Das Berufungsgericht gab der Berufung des Kl Folge, hob das Ersturteil auf und verwies die Rechtssache an das Erstgericht zurück. Zusammengefasst bejahte es eine betriebliche Übung zur Gewährung der Essensbons, die Eingang in die Individualverträge gefunden habe. Es fehle auch nicht am Entgeltcharakter, weil es sich bei Leistungen, die erst in der Pension gewährt würden, um ein aufgespartes, „thesauriertes“ Entgelt handle, das einem AN nur wegen der zuvor erbrachten Arbeitsleistung versprochen werde. Die Handlungen des BR bei der Verwaltung des Essensbonsystems stünden einem der Bekl zurechenbaren Verhalten der Bekl nicht entgegen. Dass dem Kl Entgelt vorenthalten worden sei, treffe aber nur dann zu, wenn ein entsprechendes Verlangen von der Bekl abschlägig beschieden worden sei und der Kl überdies konkret auch die jeweiligen Gutscheine verwendet hätte, wofür es für den Leistungszeitraum November 2016 bis November 2017 weiterer Feststellungen bedürfe. Der zweite Teil des Klagebegehrens sei unschlüssig, weil er als Feststellungsanspruch behauptet, jedoch als Leistungsbegehren formuliert worden sei. Essenszuschüsse in der Form des neuen „S*-Systems“ stünden dem Kl schon nach seinem Vorbringen und mangels Einverständnis von S*, Pensionisten in die Vereinbarung mit der Bekl miteinzubeziehen, nicht zu. Insoweit erweise sich der aus der betrieblichen Übung erwachsene Anspruch des Kl auf Weitergewährung von Essensbons als ein „aliud“, was bisher aber weder vorgebracht noch berücksichtigt worden sei. Die Frage der Entgeltnähe von Essensbons bzw Zuschüssen zu einem Mittagessen sei zwar geklärt. Der Rekurs sei aber zur Frage zulässig, ob sich nicht durch die hier festgestellte Form der Gewährung der Zuschüsse eine andere Beurteilung ergebe.

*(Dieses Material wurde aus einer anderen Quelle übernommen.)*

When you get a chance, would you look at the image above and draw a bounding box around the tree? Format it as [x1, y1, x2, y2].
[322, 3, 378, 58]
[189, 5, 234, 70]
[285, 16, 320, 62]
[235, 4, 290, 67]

In ihrem dagegen gerichteten Rekurs beantragt die Bekl, den Aufhebungsbeschluss iS einer Klagsabweisung abzuändern.

Rechtliche Beurteilung

Der Rekurs ist zulässig und berechtigt.

Die Bekl bringt auch in ihrem Rekurs vor, dass dem Kl kein individualrechtlicher Anspruch auf die Essensbons entstanden sei.

1. Auch wenn man bei den streitgegenständlichen Essensbons von einer Wohlfahrtseinrichtung iSd § 95 ArbVG ausgeht, ist damit nach neuerer Rsp und überwiegender Literatur nicht von vornherein ausgeschlossen, dass in diesem Zusammenhang gewährte Leistungen auch zu einzelvertraglichen Ansprüchen werden können (vgl RS0108744; 9 ObA 105/97z; 8 ObA 4/07g; Reissner in Zellkomm2 § 95 Rz 17; Rebhahn in Zellkomm2 § 864a Rz 92; Binder in Tomandl, Arbeitsverfassungsgesetz § 95 ArbVG Rz 25 f; Auer-Mayer in Gahleitner/Mosler, Arbeitsverfassungsrecht5 § 95 ArbVG Rz 24, 25; Eypeltauer, Die Mitwirkung des Betriebsrats an betrieblichen Wohlfahrtseinrichtungen,

 ff, Pkt IX.5.). Voraussetzung ist, dass es sich um entgeltwerte Leistungen handelt, die keinen eindeutigen kollektiven Charakter haben und dass die einzelnen AN aufgrund der gegebenen Umstände auf einen entsprechenden Verpflichtungswillen des AG vertrauen können und daher die Voraussetzungen des § 863 ABGB verwirklicht sind (vgl etwa 9 ObA 105/97z, 8 ObA 4/07g). Es kommt also darauf an, ob im konkreten Fall aus Sicht des redlichen Erklärungsempfängers ein Verpflichtungswille des AG erkennbar ist, den individuellen Vorteil jedem einzelnen AN auch in Zukunft zur Verfügung zu stellen.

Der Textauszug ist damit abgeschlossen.